The purported new issue of the magazine was located by Flashpoint Partners, an American outfit that tracks jihadist websites. Josh Lefkowitz, a senior partner at Flashpoint, said they detected the new posting Tuesday evening on the administrator account of the top-tier, password-protected forum Al Fidaa, a website regularly used to disseminate propaganda from al Qaeda and its affiliates.
All the links led to the same corrupted PDF file, and within minutes, the posting had been deleted from the web forum completely. The purported new issue titled, "How did it come to this?" was dated "Spring 2013" and contained no mention of the Boston attack on its cover page.
Previous issues of "Inspire" magazine have seen intervals of weeks to months between production and final publication.
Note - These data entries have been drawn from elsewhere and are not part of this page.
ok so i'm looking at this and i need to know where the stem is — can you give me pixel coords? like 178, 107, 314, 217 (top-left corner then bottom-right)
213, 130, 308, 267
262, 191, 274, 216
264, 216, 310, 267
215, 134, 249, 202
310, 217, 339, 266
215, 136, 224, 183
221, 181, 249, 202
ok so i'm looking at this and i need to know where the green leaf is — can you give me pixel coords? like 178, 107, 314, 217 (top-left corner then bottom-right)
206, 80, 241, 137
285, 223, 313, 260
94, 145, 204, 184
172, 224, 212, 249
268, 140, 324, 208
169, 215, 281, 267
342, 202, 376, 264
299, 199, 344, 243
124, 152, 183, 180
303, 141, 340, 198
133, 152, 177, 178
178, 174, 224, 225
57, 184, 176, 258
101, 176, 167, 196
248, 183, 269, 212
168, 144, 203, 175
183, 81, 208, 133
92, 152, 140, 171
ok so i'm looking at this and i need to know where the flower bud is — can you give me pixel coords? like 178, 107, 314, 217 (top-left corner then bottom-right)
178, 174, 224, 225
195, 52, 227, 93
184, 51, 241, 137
According to Flashpoint's analysis, the metadata on the new purported Inspire magazine shows it was last modified on April 8, a week before the Boston bombings.
Metadata is electronic data on the creation and modification of files, but it can itself be corrupted. The cover page included a content caption "Open Source Jihad," which in past issues has been a section featuring do-it-yourself terrorism advice.
Lefkowitz said there are several possible explanations for the scrambled file, ranging from a hoax perpetrated by a sophisticated hacker to intervention from intelligence agencies. What seems not to be in doubt, he said, is that someone hacked the al Qaeda web forum.